Project Description

A Controversial Clustering

MAT 259, 2015

James Schaffer

Concept

For this phase of the project, I shelved the controversy score used previously and decided to use an unsupervised learning technique to determine if checkout behavior could indicate controversial - and therefore interesting - books. Unfortunately, it looks like SPL1 was taken down between this project and the last, so I no longer had access to page numbers and ratings, but I passed the deviation of checkout duration, topic, and popularity (checkout quanitity) to a k-means and heirarchical clustering algorithm. Heirarchical clustering proved far too slow for more than 4000 books, so it was ditched for the former.

Query and Processing

The same query from the TreeMap was used:
SELECT
   activity.bib,
   dewey.dewey as topic,
   extras.pages,
   popularity.popularity as pops,
   STD(UNIX_TIMESTAMP(activity.i) - UNIX_TIMESTAMP(activity.o)) AS checkoutVariance
FROM
   spl1.activity,
   spl1.popularity,
   spl1.dewey,
   spl1.extras
WHERE
   activity.bib = popularity.bib
   AND dewey.bib = activity.bib
   AND activity.i > '2005-01-01 00:00:00'
   AND dewey.dewey >= 100
   AND dewey.dewey < 200
   AND popularity.popularity > 10
   AND extras.bib = activity.bib
GROUP BY activity.bib;
Afterwards, a K-Means clustering in Java (code attached) using the above library yielded approximately 20 clusters over deviation of checkout time, topic, and popularity for books in the philosophy category (total 7500, taken after 2005).

Preliminary sketches

In the visualization, deviation is plotted on the x-axis, logarithmic popularity on the y-axis, and topic on the z-axis. Each dot is a book, larger dots represent the cluster's centroid, and each cluster has a different color. Some interesting clusters can be seen in the high deviation and popularity range.

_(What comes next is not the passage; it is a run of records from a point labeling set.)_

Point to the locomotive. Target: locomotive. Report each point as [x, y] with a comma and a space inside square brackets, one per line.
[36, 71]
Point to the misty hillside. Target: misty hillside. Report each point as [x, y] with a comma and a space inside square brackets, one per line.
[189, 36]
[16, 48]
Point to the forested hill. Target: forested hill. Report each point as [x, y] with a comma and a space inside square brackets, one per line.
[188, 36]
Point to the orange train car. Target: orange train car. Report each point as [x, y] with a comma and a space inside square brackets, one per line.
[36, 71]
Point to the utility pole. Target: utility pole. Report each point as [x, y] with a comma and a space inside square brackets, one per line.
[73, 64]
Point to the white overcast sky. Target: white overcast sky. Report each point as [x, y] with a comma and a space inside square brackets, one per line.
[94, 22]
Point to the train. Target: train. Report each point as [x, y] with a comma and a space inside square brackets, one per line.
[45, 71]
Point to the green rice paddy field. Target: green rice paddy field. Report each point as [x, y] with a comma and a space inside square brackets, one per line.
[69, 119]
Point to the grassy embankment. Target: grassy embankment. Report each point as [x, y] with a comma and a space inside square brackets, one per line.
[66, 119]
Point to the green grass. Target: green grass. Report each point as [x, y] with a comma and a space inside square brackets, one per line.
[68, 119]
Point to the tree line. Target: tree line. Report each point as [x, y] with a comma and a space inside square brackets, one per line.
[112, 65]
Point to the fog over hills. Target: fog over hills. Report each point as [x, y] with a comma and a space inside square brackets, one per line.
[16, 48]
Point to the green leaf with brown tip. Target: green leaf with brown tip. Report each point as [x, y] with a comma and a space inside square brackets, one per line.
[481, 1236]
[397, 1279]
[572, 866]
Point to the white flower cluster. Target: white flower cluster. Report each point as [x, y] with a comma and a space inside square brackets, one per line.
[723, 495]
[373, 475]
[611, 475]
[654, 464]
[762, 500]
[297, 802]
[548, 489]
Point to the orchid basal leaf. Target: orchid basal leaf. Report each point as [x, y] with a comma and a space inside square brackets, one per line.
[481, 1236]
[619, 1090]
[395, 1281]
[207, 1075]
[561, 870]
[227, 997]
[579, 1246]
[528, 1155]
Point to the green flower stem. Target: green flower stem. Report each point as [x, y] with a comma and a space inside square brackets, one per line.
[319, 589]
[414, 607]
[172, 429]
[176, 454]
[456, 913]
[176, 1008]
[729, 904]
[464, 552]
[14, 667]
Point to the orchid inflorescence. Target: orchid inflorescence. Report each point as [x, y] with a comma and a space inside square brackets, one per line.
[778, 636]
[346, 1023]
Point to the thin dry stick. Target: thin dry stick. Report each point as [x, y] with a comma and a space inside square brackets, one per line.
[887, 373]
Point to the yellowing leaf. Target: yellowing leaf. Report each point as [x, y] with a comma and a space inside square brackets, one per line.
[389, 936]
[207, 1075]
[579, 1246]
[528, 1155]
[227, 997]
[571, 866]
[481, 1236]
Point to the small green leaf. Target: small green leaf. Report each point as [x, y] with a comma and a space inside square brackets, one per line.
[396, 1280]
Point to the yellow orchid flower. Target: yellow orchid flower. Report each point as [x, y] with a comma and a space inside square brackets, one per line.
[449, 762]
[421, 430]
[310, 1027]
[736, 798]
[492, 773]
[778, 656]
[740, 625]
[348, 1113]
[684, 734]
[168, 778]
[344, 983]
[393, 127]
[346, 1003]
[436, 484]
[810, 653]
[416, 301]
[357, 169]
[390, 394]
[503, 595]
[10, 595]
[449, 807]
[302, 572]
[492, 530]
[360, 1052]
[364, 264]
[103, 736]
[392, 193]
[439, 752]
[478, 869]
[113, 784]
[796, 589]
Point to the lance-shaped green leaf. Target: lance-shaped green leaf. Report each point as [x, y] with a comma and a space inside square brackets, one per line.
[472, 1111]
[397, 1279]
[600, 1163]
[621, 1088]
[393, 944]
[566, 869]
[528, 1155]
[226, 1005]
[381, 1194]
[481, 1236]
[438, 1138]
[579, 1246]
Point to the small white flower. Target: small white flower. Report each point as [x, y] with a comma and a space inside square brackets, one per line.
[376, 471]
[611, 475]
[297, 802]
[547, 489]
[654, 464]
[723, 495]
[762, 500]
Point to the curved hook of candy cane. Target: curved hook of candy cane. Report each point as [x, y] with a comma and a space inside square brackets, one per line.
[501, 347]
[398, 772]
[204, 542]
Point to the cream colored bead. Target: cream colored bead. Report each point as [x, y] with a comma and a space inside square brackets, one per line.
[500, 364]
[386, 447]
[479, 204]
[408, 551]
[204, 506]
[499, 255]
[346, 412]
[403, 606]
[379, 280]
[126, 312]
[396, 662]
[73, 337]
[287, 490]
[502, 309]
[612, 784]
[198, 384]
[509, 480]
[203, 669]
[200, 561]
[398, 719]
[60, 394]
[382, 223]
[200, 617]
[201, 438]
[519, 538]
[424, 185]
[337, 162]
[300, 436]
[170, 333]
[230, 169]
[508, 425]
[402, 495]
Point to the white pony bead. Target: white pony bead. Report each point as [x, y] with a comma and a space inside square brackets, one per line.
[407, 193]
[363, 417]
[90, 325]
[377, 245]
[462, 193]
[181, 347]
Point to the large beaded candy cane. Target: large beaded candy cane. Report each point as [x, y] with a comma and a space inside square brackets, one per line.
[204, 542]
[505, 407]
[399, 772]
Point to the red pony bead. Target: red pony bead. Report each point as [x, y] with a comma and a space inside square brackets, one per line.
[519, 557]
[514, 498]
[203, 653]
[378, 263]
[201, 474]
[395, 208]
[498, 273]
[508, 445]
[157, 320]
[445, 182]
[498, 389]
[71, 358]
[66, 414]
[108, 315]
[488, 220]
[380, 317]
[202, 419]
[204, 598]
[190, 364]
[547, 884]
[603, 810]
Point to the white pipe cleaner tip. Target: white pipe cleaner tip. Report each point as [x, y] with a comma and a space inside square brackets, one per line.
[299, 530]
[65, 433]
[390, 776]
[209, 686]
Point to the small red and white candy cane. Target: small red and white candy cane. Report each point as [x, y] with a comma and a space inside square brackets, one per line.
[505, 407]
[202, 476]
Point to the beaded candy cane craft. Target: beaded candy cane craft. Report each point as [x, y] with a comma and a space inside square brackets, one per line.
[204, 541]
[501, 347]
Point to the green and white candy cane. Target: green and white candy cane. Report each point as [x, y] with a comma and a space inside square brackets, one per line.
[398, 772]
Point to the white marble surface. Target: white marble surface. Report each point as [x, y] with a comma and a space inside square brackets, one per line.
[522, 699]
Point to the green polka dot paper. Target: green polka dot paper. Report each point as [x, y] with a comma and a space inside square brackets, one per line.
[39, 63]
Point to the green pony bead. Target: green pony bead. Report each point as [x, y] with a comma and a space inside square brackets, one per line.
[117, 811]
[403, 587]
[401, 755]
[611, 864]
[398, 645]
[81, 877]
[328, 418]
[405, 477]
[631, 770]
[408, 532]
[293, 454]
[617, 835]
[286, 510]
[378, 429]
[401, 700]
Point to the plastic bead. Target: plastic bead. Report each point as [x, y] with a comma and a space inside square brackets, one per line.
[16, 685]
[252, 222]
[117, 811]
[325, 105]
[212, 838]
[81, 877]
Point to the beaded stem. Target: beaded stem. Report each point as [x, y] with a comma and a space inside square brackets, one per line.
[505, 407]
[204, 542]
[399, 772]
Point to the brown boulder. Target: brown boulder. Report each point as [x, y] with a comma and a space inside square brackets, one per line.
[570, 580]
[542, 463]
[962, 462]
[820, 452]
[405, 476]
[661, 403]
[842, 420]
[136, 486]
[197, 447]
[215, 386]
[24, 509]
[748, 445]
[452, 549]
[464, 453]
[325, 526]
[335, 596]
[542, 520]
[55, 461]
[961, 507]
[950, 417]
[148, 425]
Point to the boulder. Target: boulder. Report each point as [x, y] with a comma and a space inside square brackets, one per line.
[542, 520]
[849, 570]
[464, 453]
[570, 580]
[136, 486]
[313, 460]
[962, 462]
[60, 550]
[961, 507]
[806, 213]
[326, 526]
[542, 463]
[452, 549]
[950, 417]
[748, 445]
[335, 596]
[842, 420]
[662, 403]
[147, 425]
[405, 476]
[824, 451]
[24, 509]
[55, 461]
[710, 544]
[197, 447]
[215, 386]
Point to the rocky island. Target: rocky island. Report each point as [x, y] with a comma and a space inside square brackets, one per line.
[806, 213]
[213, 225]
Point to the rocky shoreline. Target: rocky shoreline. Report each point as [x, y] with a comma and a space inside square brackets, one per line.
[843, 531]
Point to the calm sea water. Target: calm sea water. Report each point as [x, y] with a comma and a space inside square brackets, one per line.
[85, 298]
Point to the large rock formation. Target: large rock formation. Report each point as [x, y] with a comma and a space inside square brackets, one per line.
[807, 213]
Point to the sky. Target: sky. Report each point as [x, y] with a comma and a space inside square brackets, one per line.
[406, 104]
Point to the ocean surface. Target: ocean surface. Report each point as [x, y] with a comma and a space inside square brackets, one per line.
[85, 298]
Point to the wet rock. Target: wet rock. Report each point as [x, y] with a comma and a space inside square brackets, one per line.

The first attempt used opaque colors and lines, but this proved to be less informative than was desired. Additionally, the centroid visualization (using the spinies) was not very aestheically appealing.

Process

As with the first project, a dark background with bold colors was used to make the visualization more visually striking. When additive image blending was added in the second iteration, colors could be desaturated and remain bold due to the overlap effect.

Centroid visualization was also interesting to consider. Originally, simple lines and larger circles were used, but in the second iteration these were replaced with 'bobby pins' (below) that were much more appealing.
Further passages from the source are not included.